The outlook for the global fisheries and aquaculture sectors continues to be dominated by the wide-ranging implications of the COVID-19 pandemic and the new market landscape. Fish supply, consumption and trade revenues are all expected to decline this year due to the impact of containment restrictions on demand, logistics, prices, labour and business planning. Global aquaculture production is now expected to fall for the first time in many years, by some 1.3 percent. Sectors with longer production cycles, such as salmon, cannot adjust rapidly to the demand shifts, though shrimp and pangasius farmers have been able to quickly reduce their output significantly. Global catches from wild fisheries are also expected to decline slightly in 2020, as, overall, there is a reduced fishing effort due to COVID-19-related restrictions on fishing vessel crews and poor market conditions.

The market effects of the pandemic have brought about several far-reaching changes, many of which are likely to persist in the long term. Aggregate prices for 2020, as measured by the Fish Price Index, are down year-on-year for most traded species. The importance of retail sales has significantly increased at the expense of food services, as the hospitality sector has remained subdued.

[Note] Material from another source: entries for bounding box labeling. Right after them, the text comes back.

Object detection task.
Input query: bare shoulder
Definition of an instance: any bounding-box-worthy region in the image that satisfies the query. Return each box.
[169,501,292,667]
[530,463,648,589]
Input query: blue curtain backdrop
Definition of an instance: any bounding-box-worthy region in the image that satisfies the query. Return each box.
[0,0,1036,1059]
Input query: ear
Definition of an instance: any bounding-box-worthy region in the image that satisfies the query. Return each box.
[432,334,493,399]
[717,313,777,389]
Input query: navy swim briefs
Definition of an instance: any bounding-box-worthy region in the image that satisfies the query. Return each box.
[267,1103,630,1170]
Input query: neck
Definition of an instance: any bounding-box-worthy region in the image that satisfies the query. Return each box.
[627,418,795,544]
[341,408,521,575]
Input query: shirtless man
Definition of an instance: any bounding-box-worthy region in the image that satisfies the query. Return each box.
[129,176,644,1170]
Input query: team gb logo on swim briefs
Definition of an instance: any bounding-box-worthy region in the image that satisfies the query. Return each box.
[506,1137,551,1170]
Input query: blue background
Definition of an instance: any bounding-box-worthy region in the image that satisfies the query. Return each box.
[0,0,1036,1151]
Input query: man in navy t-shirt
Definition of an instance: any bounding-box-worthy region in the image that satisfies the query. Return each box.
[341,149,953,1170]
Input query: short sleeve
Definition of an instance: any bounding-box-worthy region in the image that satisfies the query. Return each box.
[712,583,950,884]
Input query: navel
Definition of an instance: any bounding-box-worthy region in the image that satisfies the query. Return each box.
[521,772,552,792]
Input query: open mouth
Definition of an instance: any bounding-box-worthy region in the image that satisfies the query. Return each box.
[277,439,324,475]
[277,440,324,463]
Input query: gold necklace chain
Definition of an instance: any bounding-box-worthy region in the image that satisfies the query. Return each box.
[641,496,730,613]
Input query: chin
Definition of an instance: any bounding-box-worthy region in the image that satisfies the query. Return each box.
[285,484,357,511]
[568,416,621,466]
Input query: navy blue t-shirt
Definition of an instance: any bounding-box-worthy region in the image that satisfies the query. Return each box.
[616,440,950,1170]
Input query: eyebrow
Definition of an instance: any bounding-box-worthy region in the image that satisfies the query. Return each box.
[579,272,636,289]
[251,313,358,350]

Consumers, who are trying to limit frequent visits to grocery stores and concerned about future lockdowns, have shifted their seafood preferences towards preserved and prepared products, while demand for fresh fish has waned. The necessity of home cooking is a new focus for marketing campaigns and online distributers, while product innovations centred on convenience are proliferating. The economic downturn and rising unemployment are affecting household incomes, with demand for luxury products such as lobster weakening. At the same time, sales of canned tuna, sardines and mackerel have seen a boost.

The outlook for the next few months is continued uncertainty and a strong tendency towards risk aversion on the part of businesses and consumers alike. The recent uptick in cases in many countries underlines the continuing threat to market stability. On the positive side, product innovations, new distribution channels and the shortening of value chains that have coincided with this upheaval are likely to benefit the seafood industry for many years to come.